Der Beschwerdeführer setzt dem im wesentlichen entgegen, daß die Behörde ihm nach Ablauf der Entziehungsdauer den Führerschein wieder ausgefolgt und damit zu erkennen gegeben habe, daß er wieder als verkehrszuverlässig anzusehen sei. Die erst danach verfügte "nachschießende" Anordnung einer begleitenden Maßnahme sei unzulässig. Abgesehen davon, daß die Behörde nicht berücksichtigt habe, daß das Verwaltungsstrafverfahren nach wie vor anhängig sei, der Beschwerdeführer vorgebracht habe, nie alkoholisiert gewesen zu sein, und die Behörde auch sonst den Sachverhalt nicht hinreichend ermittelt habe und die Voraussetzungen für die Anordnung einer begleitenden Maßnahme nicht gegeben seien, habe die belangte Behörde rechtswidrig auch nicht konkretisiert, welche der in Betracht kommenden Maßnahmen im konkreten Fall anzuordnen sei.

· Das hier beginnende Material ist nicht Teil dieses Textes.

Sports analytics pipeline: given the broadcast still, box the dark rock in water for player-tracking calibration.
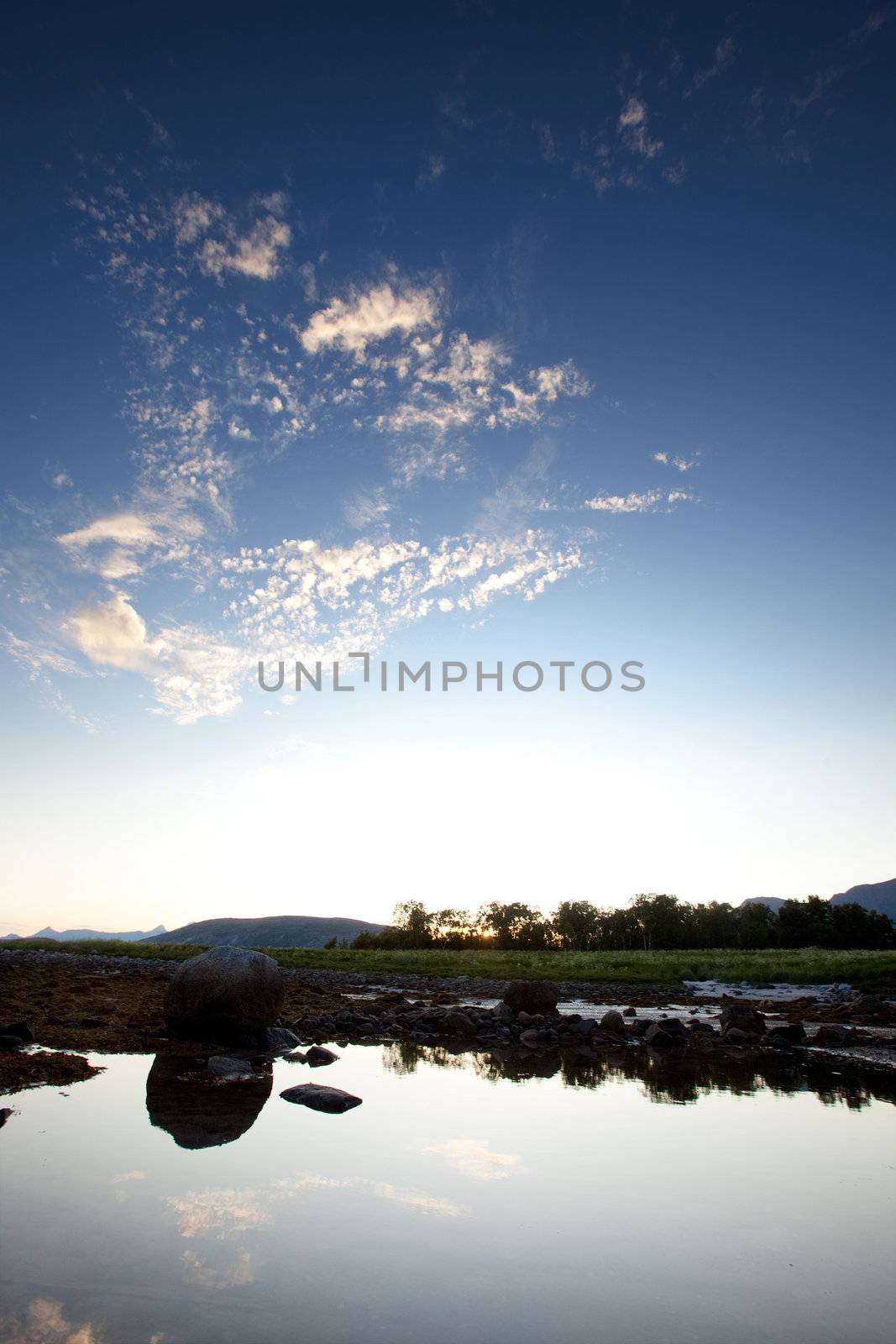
[0,1021,34,1046]
[600,1008,626,1032]
[305,1046,338,1068]
[764,1021,806,1046]
[504,979,560,1013]
[810,1021,853,1046]
[721,1026,759,1046]
[442,1008,475,1037]
[165,948,286,1040]
[663,1017,686,1037]
[146,1055,274,1147]
[280,1084,361,1116]
[719,1003,766,1031]
[206,1055,255,1082]
[259,1026,298,1053]
[643,1021,674,1050]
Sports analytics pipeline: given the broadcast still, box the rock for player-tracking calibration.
[719,1003,766,1032]
[306,1046,338,1068]
[766,1021,806,1046]
[280,1084,361,1116]
[165,948,286,1040]
[721,1026,757,1046]
[663,1017,685,1037]
[206,1055,255,1084]
[600,1008,626,1032]
[442,1008,475,1037]
[0,1021,34,1046]
[504,979,560,1013]
[258,1026,298,1055]
[146,1055,274,1147]
[811,1021,853,1046]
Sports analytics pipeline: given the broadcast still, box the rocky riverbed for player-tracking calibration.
[0,949,896,1091]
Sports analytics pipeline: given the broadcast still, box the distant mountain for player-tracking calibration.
[831,878,896,923]
[144,916,385,948]
[8,925,165,942]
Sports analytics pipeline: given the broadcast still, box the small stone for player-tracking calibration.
[280,1084,361,1116]
[305,1046,338,1068]
[643,1021,674,1050]
[600,1008,626,1032]
[206,1055,255,1084]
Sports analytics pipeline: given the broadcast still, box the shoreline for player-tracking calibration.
[0,949,896,1091]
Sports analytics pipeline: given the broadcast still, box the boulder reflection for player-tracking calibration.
[146,1055,274,1147]
[383,1040,896,1110]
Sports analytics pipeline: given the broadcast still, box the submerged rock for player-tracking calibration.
[600,1008,626,1032]
[146,1055,274,1147]
[280,1084,361,1116]
[305,1046,338,1068]
[504,979,560,1013]
[206,1055,255,1082]
[165,948,286,1043]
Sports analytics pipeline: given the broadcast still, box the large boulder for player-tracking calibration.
[165,948,286,1043]
[504,979,560,1013]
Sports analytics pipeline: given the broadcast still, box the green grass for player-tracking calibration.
[8,938,896,988]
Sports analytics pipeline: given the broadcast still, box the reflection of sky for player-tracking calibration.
[0,1047,896,1344]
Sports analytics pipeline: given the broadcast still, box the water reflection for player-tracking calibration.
[383,1040,896,1110]
[146,1055,274,1147]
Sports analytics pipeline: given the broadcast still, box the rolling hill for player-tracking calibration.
[4,925,165,942]
[831,878,896,923]
[144,916,385,948]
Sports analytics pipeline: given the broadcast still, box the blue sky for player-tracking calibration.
[0,4,896,932]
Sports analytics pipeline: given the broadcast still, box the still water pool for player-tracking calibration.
[0,1046,896,1344]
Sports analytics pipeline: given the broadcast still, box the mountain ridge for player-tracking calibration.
[143,916,385,948]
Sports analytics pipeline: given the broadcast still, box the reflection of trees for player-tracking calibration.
[383,1040,896,1110]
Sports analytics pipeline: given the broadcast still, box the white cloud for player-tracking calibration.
[220,531,582,661]
[172,191,224,246]
[618,97,663,159]
[301,282,439,356]
[56,512,160,549]
[584,491,692,513]
[199,215,291,280]
[65,593,250,724]
[417,155,445,186]
[65,593,160,672]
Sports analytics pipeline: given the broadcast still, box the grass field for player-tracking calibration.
[7,938,896,988]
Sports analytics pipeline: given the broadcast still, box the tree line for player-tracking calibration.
[339,892,896,952]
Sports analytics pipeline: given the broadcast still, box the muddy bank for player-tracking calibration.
[0,949,896,1089]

Wie der Verwaltungsgerichtshof bereits - zu der insofern vergleichbaren Rechtslage in § 73 Abs. 2a KFG 1967 - ausgesprochen hat (vgl. das hg. Erkenntnis vom 28. November 1996, Zl. 94/11/0289), enthält das Gesetz, was den Zeitpunkt der Anordnung einer begleitenden Maßnahme betrifft, keine ausdrückliche Regelung. Das Gesetz enthalte kein Verbot der Anordnung von Begleitmaßnahmen nach Erlassung eines Entziehungsbescheides. Es sei daher kein Rechtsanspruch darauf abzuleiten, daß die Anordnung von Begleitmaßnahmen gleichzeitig mit dem Entziehungsausspruch erfolgt. Demnach bewirke der Umstand der nachträglichen Anordnung einer begleitenden Maßnahme für sich allein noch keine Rechtsverletzung des Betreffenden. Aus dem Zweck der Regelung ergebe sich allerdings insofern eine Grenze für die nachträgliche Anordnung einer begleitenden Maßnahme, als die Anordnung jedenfalls nicht so spät erfolgen darf, daß daraus eine Verschlechterung der Rechtsstellung des Betreffenden gegenüber jener bei gleichzeitiger Anordnung einer begleitenden Maßnahme resultiere. In dem zitierten Rechtsfall führte der Gerichtshof aus, daß keine Rechtsverletzung des dortigen Beschwerdeführers eingetreten sei, weil die gemäß § 73 Abs. 2 KFG 1967 bestimmte Zeit für die Entziehung der Lenkerberechtigung erst mehrere Monate nach Erlassung der Nachschulungsanordnung endete und so der Beschwerdeführer ausreichend Zeit hatte, der Anordnung nachzukommen.

Anders liegt der vorliegende Fall, zumal an den Beschwerdeführer über seinen Antrag nach Ablauf der Entziehungszeit der Führerschein wieder ausgefolgt worden war und der Beschwerdeführer somit wieder im Besitze seiner Lenkberechtigung war. Damit kann aber von dem durch die Rechtslage geforderten zeitlichen Naheverhältnis zur Entziehung (vgl. das hg. Erkenntnis vom 28. November 1996, Zl. 96/11/0254) nicht mehr die Rede sein. Die belangte Behörde hat auch übersehen, daß gemäß § 25 Abs. 3 FSG insofern ein zeitlicher Zusammenhang zwischen Entziehung und Anordnung von begleitenden Maßnahmen gemäß § 24 Abs. 3 leg. cit. besteht, als bei Anordnung von derartigen begleitenden Maßnahmen die Entziehungsdauer nicht vor Befolgung der Anordnung endet, woraus gleichfalls abzuleiten ist, daß die Anordnung begleitender Maßnahmen nach Ablauf der Entziehungsdauer im Gesetz keine Deckung findet. Da die belangte Behörde dies verkannte, belastete sie schon deshalb den angefochtenen Bescheid mit Rechtswidrigkeit seines Inhaltes.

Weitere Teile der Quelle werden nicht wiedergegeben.